Graduate student Amar Stukes gives the Explorers another excellent passer in the backcourt. He averaged 4.3 assists last season and led the A-10 with a 2.4 assist-turnover ratio.
Giannini feels 6-10 senior Tony Washington feels more comfortable on the floor and is the best he's ever been physically. Washington averaged 4.0 rebounds in less than 16 minutes of playing time and will contribute to what the coach calls "a solid rebounding team."
Senior guard Johnnie Shuler provides experience. Sophomores Saul Phiri and Isiah Deas picked up some valuable playing time last year and Giannini thinks they're ready to contribute.
One newcomer who has caught Giannini's eye is 6-10 freshman Miles Brookins. He called Brookins "a tremendous surprise [who] we thought would help us some and get his feet wet, but he's much better than that. He'll be a big part of our rotation."

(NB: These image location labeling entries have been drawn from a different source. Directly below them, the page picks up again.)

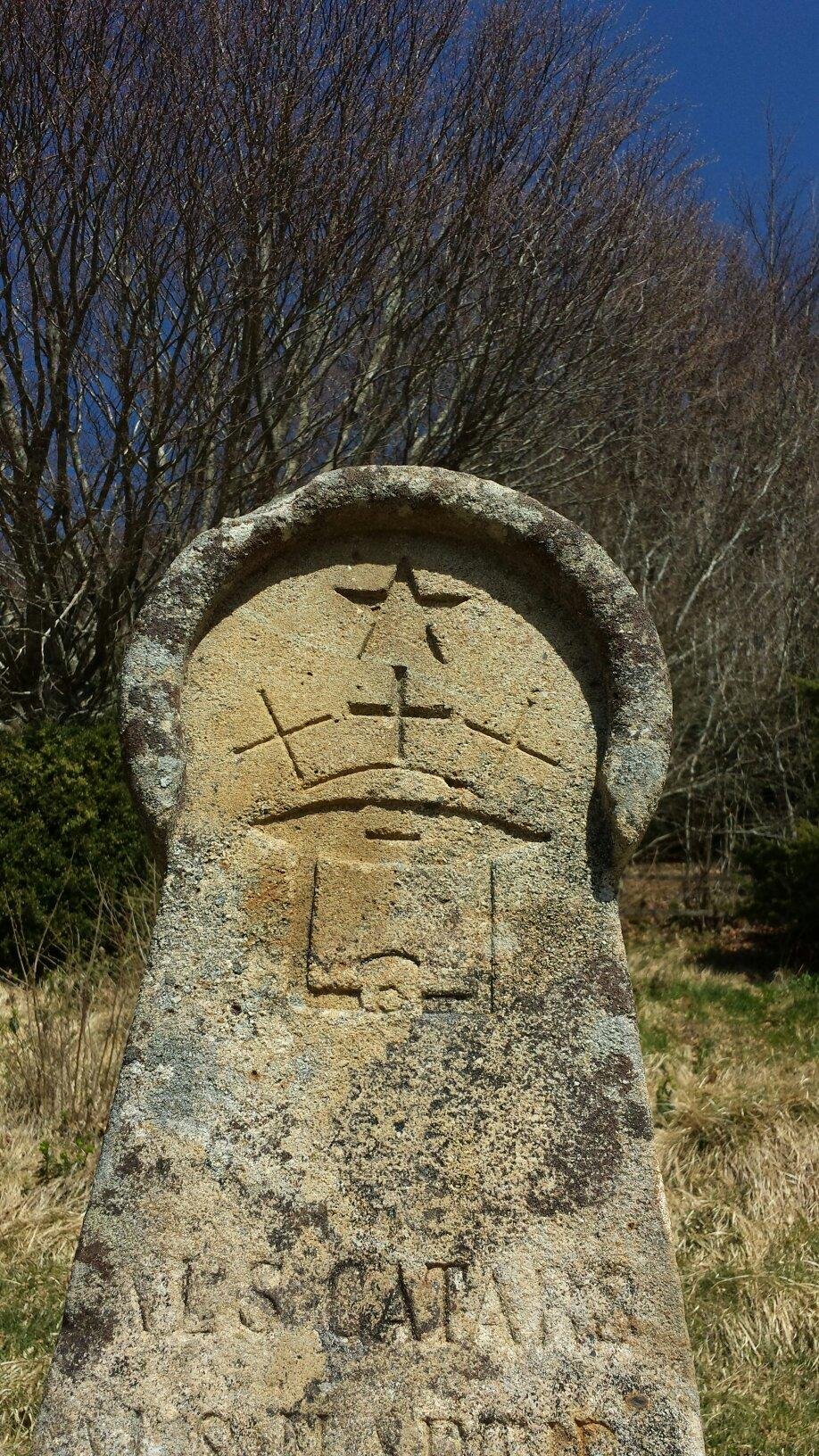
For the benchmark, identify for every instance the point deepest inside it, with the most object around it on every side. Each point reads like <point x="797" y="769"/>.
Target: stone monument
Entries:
<point x="379" y="1177"/>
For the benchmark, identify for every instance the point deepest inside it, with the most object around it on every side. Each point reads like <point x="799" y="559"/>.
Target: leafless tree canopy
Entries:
<point x="245" y="239"/>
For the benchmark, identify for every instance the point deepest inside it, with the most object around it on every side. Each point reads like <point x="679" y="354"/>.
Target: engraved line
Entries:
<point x="388" y="803"/>
<point x="280" y="732"/>
<point x="389" y="836"/>
<point x="381" y="956"/>
<point x="512" y="743"/>
<point x="372" y="709"/>
<point x="310" y="922"/>
<point x="434" y="644"/>
<point x="534" y="753"/>
<point x="492" y="942"/>
<point x="287" y="749"/>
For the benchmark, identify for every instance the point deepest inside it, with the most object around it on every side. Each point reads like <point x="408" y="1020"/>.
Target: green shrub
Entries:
<point x="67" y="831"/>
<point x="784" y="874"/>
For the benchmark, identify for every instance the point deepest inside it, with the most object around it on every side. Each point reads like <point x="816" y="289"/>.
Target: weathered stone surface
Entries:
<point x="379" y="1177"/>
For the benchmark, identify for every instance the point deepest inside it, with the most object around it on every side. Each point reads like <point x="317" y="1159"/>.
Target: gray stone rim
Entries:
<point x="186" y="601"/>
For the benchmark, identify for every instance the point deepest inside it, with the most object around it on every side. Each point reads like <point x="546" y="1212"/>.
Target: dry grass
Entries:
<point x="62" y="1040"/>
<point x="731" y="1064"/>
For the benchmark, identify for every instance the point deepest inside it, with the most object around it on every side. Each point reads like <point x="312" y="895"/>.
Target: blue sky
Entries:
<point x="732" y="57"/>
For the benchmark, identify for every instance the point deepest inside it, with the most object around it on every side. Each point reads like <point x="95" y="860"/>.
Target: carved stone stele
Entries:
<point x="379" y="1177"/>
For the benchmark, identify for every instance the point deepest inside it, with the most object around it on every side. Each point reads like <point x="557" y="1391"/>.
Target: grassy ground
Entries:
<point x="729" y="1062"/>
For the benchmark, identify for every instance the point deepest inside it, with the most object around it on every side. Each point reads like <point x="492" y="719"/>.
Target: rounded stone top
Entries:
<point x="568" y="564"/>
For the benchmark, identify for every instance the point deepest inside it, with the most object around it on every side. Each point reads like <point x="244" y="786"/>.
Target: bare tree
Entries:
<point x="242" y="241"/>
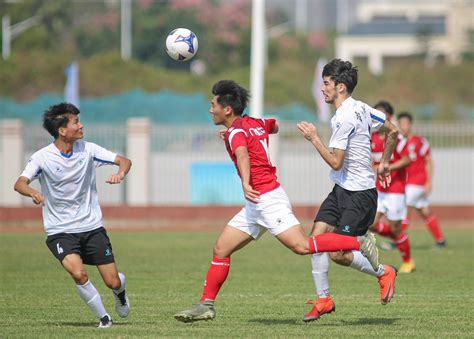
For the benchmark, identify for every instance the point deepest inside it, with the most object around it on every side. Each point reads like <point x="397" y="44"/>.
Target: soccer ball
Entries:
<point x="181" y="44"/>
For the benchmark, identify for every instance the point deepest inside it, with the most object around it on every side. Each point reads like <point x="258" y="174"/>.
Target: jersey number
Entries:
<point x="265" y="148"/>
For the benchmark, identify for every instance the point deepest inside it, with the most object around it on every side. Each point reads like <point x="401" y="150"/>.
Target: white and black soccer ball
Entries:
<point x="181" y="44"/>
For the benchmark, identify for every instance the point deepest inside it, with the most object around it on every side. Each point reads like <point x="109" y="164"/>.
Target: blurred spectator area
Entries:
<point x="186" y="164"/>
<point x="431" y="28"/>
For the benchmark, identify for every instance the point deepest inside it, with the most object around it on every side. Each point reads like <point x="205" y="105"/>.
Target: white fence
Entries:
<point x="189" y="165"/>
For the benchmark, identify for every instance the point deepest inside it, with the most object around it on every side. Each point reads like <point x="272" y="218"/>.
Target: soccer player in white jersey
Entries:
<point x="351" y="206"/>
<point x="267" y="206"/>
<point x="71" y="213"/>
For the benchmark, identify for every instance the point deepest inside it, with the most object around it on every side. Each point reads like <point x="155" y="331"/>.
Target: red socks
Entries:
<point x="332" y="242"/>
<point x="405" y="223"/>
<point x="216" y="275"/>
<point x="403" y="245"/>
<point x="433" y="226"/>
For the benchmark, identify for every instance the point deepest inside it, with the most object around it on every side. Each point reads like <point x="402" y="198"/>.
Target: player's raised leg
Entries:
<point x="72" y="263"/>
<point x="230" y="240"/>
<point x="323" y="304"/>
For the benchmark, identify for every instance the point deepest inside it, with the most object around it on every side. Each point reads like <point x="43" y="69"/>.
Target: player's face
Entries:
<point x="73" y="131"/>
<point x="405" y="126"/>
<point x="330" y="90"/>
<point x="217" y="112"/>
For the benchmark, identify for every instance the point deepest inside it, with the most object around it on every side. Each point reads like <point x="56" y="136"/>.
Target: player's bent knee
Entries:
<point x="80" y="276"/>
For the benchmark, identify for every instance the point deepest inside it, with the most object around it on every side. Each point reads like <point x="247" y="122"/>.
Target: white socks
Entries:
<point x="122" y="284"/>
<point x="362" y="264"/>
<point x="92" y="298"/>
<point x="320" y="268"/>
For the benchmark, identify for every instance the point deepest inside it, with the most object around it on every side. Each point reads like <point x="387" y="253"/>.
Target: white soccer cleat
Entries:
<point x="105" y="321"/>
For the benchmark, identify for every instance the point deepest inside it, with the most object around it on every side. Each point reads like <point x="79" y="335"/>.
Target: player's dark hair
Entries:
<point x="229" y="93"/>
<point x="57" y="116"/>
<point x="341" y="72"/>
<point x="406" y="115"/>
<point x="385" y="105"/>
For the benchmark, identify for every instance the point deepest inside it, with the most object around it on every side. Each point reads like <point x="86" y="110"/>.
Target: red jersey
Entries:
<point x="398" y="177"/>
<point x="418" y="149"/>
<point x="253" y="134"/>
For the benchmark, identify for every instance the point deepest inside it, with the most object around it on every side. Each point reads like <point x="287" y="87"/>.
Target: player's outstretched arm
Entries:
<point x="124" y="165"/>
<point x="334" y="159"/>
<point x="243" y="163"/>
<point x="22" y="187"/>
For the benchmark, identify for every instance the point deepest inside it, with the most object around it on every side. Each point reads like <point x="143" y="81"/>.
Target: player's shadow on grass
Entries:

The Explorers are a mix of veterans and young players who didn't see much action last season.
"The great thing about that combination is that everyone is extremely excited and motivated," Giannini said. "The older guys are excited because it's their last chance and they really want to make the most of it and have a positive legacy. The new guys are excited because they've never gotten to play before and this is a new challenge for them."
La Salle starts out with a difficult non-conference schedule that includes the Big Five teams and 2017 NCAA participants Miami, Northwestern and Bucknell. There is optimism, but Giannini knows one of the keys to success is a strong defense.
"I think we've pushed our guys hard enough through June, July, August, September and October that we have a good defensive foundation," Giannini said, "so that hopefully we don't have to beat them up every day in practice to play good defense in games."